Thursday, 1 May 2008: 9:00 AM
Palms GF (Wyndham Orlando Resort)
David W. Sharp, NOAA/NWS, Melbourne, FL; and M. R. Volkmer, P. Santos, and T. J. LeFebvre

Presentation PDF (309.6 kB)

The National Weather Service (NWS) is developing graphics to depict the potential impact of various hazards associated with tropical cyclones. These experimental graphics are currently produced by coastal Weather Forecast Offices (WFOs) upon the issuance of a Tropical Cyclone Watch or Warning within their area of responsibility. The hazards include high winds, coastal flooding (storm surge and tide), inland flooding, and tornadoes. The graphics are updated shortly after each official advisory is issued by the National Hurricane Center, and posted to NWS Web pages for use in decision-making. The graphics are color-coded to represent increasing levels of potential impact, based on automated threat assessment techniques which account for the forecast magnitude of the hazard along with the uncertainty of the forecast. The levels range from 0 to 5 (No Impact to Extreme Impact) with the definition of each level regionally determined. In order to promote consistency and limit manual editing, a set of software applications (e.g., SmartTools) is being developed and tested by NOAA's Global Systems Division and at select coastal WFOs.
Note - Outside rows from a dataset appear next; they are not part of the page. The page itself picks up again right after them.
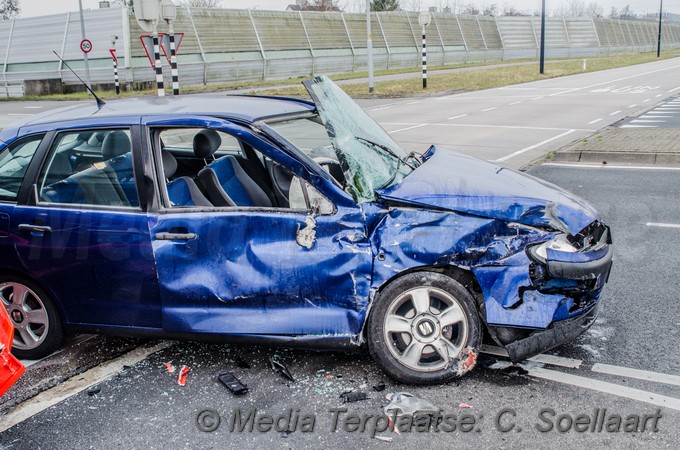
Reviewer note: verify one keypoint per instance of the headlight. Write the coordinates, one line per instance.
(539, 253)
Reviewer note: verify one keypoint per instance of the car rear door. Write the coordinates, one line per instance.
(82, 232)
(243, 270)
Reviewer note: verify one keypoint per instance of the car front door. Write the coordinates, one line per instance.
(82, 233)
(260, 270)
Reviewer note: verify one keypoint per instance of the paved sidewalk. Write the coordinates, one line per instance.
(611, 145)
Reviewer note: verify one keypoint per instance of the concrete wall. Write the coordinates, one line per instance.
(222, 45)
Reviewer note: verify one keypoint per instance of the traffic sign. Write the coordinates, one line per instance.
(86, 46)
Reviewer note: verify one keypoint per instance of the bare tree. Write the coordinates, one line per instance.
(490, 10)
(412, 5)
(594, 10)
(9, 9)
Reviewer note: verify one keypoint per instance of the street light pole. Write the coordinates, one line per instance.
(542, 51)
(658, 43)
(82, 31)
(369, 46)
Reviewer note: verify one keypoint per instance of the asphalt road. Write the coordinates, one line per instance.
(143, 406)
(515, 125)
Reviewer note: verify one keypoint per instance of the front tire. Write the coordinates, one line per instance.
(38, 330)
(424, 329)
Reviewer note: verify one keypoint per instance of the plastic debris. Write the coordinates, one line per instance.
(405, 403)
(232, 383)
(379, 387)
(281, 369)
(242, 364)
(94, 391)
(349, 397)
(182, 376)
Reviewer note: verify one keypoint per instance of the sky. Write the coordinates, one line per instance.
(31, 8)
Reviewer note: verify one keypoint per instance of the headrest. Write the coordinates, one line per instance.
(115, 143)
(169, 163)
(206, 143)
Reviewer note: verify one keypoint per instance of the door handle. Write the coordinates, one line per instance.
(35, 228)
(165, 236)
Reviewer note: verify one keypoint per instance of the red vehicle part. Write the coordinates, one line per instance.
(10, 367)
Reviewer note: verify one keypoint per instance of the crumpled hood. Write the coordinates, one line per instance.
(456, 182)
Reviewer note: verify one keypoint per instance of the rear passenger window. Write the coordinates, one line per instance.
(14, 161)
(90, 168)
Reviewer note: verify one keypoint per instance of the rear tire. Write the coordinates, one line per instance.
(424, 329)
(38, 329)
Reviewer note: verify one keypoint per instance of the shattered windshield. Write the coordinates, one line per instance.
(369, 157)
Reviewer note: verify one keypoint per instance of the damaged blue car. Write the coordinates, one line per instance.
(276, 220)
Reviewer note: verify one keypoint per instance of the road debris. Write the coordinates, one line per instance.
(280, 368)
(404, 403)
(182, 376)
(232, 383)
(349, 397)
(379, 387)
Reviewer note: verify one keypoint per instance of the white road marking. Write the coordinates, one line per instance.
(544, 358)
(73, 386)
(636, 373)
(409, 128)
(662, 225)
(613, 81)
(531, 147)
(607, 388)
(609, 166)
(509, 127)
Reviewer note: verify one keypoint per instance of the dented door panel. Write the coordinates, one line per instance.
(244, 273)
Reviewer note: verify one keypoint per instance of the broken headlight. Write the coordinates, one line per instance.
(539, 253)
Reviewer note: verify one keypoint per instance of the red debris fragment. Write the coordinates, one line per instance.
(182, 376)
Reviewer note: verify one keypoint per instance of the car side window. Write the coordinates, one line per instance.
(90, 168)
(14, 161)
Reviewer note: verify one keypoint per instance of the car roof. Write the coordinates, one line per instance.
(241, 107)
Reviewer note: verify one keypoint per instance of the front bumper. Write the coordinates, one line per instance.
(558, 333)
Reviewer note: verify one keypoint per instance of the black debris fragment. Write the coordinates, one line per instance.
(232, 383)
(242, 363)
(94, 391)
(349, 397)
(280, 368)
(379, 387)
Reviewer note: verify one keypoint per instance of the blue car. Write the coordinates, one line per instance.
(276, 220)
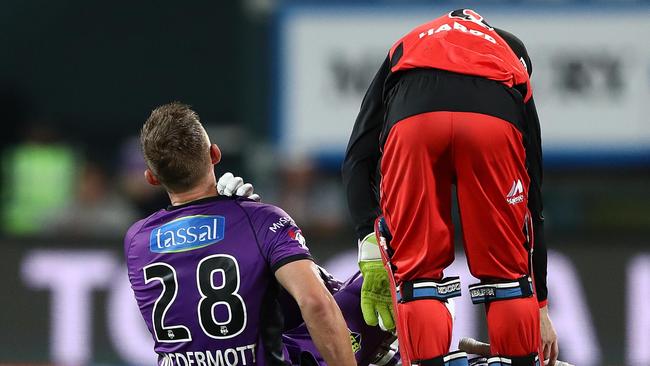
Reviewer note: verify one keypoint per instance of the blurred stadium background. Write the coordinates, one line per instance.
(278, 83)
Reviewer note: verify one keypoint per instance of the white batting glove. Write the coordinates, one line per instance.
(229, 185)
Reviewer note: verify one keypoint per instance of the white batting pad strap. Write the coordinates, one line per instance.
(368, 248)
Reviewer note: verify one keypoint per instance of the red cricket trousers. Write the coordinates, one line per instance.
(424, 155)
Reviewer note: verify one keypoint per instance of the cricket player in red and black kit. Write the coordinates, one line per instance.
(451, 105)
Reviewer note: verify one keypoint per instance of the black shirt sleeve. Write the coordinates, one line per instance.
(533, 145)
(360, 168)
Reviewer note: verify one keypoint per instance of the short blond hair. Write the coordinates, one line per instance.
(175, 146)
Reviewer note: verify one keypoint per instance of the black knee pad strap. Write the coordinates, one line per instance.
(530, 360)
(428, 289)
(502, 290)
(458, 358)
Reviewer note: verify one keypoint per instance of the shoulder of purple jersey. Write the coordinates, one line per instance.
(263, 212)
(133, 231)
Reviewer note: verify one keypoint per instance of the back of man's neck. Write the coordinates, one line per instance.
(194, 194)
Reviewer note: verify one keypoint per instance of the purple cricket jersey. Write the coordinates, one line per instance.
(203, 277)
(371, 345)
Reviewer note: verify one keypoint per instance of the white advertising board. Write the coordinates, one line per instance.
(591, 75)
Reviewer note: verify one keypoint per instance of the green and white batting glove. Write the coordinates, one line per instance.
(229, 185)
(376, 302)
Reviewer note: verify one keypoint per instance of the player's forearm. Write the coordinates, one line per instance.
(328, 330)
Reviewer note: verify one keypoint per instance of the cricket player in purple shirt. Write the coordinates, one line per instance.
(207, 271)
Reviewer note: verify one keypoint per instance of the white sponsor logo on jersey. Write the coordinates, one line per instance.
(516, 194)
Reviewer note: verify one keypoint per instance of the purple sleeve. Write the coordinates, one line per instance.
(280, 239)
(128, 238)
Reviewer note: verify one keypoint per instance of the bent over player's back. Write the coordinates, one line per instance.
(202, 274)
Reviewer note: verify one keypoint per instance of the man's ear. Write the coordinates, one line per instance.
(150, 178)
(215, 154)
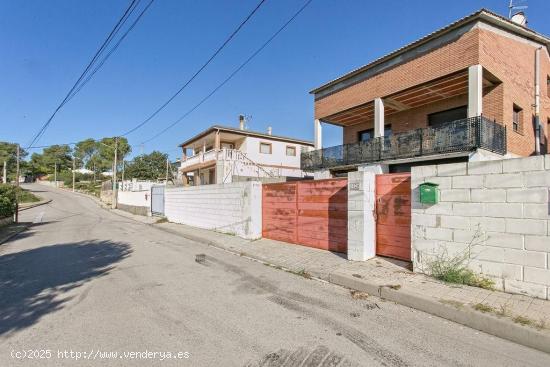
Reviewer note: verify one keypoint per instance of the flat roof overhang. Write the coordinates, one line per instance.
(449, 86)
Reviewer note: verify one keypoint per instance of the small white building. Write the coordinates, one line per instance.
(223, 154)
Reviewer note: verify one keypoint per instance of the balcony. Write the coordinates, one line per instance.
(456, 136)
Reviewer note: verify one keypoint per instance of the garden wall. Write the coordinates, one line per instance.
(234, 208)
(497, 213)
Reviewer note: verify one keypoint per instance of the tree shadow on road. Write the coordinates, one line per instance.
(33, 282)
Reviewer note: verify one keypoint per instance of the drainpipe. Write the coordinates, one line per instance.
(537, 101)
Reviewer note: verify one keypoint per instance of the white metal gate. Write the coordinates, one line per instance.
(157, 200)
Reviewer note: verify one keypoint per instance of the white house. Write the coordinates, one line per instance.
(223, 154)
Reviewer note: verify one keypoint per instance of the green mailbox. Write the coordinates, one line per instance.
(429, 193)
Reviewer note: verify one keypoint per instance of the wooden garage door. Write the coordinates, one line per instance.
(393, 215)
(309, 213)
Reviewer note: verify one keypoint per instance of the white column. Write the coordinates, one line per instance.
(318, 134)
(475, 90)
(361, 219)
(378, 117)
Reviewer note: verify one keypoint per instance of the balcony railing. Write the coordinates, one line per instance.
(456, 136)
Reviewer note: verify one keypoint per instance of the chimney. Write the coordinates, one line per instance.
(241, 122)
(519, 18)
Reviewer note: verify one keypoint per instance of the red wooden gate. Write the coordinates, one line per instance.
(309, 213)
(393, 215)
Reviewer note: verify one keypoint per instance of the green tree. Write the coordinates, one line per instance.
(56, 154)
(147, 166)
(36, 165)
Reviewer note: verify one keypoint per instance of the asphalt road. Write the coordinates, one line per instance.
(84, 286)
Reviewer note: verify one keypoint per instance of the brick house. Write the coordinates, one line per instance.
(465, 92)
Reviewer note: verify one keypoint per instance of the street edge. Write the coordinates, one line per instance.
(9, 237)
(485, 322)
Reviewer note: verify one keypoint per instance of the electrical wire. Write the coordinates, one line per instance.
(120, 23)
(250, 58)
The goal is to provide forecasters with quality first-guess fields that can also be easily adjusted, if needed. These tools take advantage of both deterministic and probabilistic data, and are run on the common gridded forecast platform (e.g., Graphical Forecast Editor).

Given the growing importance of these graphics during tropical cyclone events, and their inherent utility to support critical decision making, the internal logic of these tools must be very sound. The information presented by the graphics must further clarify the official message, and offer realistic interpretations of threat in words that describe the potential impact. This is not a trivial matter. This paper will present the current and proposed logic for each of the hazard tools and show examples of the corresponding output. The operational availability of certain gridded input data will also be discussed. Recommendations concerning how local forecaster expertise should be integrated into the process will be made.